PİRHA-Dersim Emek ve Demokrasi Platformu, bir haftadır süren protestolara ilişkin açıklama yaparak, “Toplumun tüm kesimlerini bu baskıcı ve hukuksuz düzene karşı ses çıkarmaya, birlikte mücadeleyi yükseltmeye davet ediyoruz” çağrısında bulundu.
Dersim Emek ve Demokrasi Platformu, Ekrem İmamoğlu’nun gözaltına alınmasıyla başlayan protestolardan sonra gözaltı, tutuklama, medya ve demokratik kitle örgütlerine yönelik baskılara ilişkin Yeraltı Çarşısı üstünde basın açıklaması yaptı. Açıklamayı platform adına DEM Parti Dersim İl Eş Başkanı Özcan Ateş okudu. Açıklamada, ‘Baskılar, gözaltılar, tutuklamalar bizi yıldıramaz’ pankartı açıldı. Açıklamaya Dersim’deki siyasi parti ve demokratik kitle örgütlerinin temsilcileri, gazeteciler, işten atılan işçiler ve çok sayıda yurttaş katıldı.

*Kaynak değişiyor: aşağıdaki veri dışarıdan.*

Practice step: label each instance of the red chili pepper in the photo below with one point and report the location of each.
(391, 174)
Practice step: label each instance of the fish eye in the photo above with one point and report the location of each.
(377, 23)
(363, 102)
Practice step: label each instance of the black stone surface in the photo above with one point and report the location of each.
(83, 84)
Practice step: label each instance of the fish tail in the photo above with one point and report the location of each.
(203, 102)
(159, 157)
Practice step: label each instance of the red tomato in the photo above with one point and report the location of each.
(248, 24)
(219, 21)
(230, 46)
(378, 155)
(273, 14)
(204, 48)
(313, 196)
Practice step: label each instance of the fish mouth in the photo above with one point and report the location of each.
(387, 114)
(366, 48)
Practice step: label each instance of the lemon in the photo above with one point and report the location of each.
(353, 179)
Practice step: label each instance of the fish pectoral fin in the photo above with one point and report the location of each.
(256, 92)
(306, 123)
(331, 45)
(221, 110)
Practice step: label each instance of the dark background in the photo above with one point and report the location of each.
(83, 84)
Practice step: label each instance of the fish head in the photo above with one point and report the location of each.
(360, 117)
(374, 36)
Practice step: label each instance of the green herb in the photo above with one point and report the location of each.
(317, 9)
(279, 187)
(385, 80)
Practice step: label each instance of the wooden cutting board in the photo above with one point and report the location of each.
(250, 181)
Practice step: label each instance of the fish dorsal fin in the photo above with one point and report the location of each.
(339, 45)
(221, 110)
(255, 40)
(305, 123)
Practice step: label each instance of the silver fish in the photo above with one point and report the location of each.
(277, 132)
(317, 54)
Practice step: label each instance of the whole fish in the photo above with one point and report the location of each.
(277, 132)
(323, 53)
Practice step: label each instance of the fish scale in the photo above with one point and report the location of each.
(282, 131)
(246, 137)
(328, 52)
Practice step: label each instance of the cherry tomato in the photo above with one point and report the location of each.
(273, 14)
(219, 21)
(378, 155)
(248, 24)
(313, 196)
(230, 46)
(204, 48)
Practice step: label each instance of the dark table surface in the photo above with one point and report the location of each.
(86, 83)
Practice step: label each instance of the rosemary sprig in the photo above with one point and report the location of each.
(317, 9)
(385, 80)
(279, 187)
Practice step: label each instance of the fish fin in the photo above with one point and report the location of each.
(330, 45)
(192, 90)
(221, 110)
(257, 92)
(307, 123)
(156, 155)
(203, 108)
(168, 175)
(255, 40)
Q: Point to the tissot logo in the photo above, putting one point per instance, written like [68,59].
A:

“HALKIN BARIŞÇIL TEPKİLERİ ORANTISIZ ŞİDDETLE BASTIRILMAYA ÇALIŞILMAKTADIR”
Hukuksuzlukların her geçen gün daha da derinleştiğini belirten Özcan Ateş, “Temel hak ve özgürlükler hiçe sayılırken, otoriter tek adam yönetimi baskı politikalarını genişletiyor. Düşünce ve ifade özgürlüğünden sendikal faaliyetlere, basın özgürlüğünden inanç özgürlüğüne kadar tüm demokratik alanlarda ağır ihlaller yaşanıyor. Ülkenin dört bir yanında halkın demokratik ve barışçıl yöntemlerle dile getirdiği meşru tepkiler, iktidarın talimatlarını harfiyen uygulayan güvenlik güçlerinin orantısız şiddetiyle bastırılmaya çalışılmaktadır. Toplumun her kesiminden yurttaşların katıldığı protestolarda insanlar sokak ortasında acımasızca darp edilmekte, işkenceye varan uygulamalara maruz bırakılmaktadır. Gözaltına alınanlar ise hem fiziksel işkenceye hem de taciz ve kötü muameleye uğramaktadır. Halkın haber alma hakkını savunan basın emekçileri ile demokratik talepleri dile getiren siyasetçiler ise sistemli biçimde hedef gösterilerek susturulmak istenmektedir. Bu tablo, yalnızca hukukun değil, insan onurunun da ayaklar altına alındığını göstermektedir” dedi.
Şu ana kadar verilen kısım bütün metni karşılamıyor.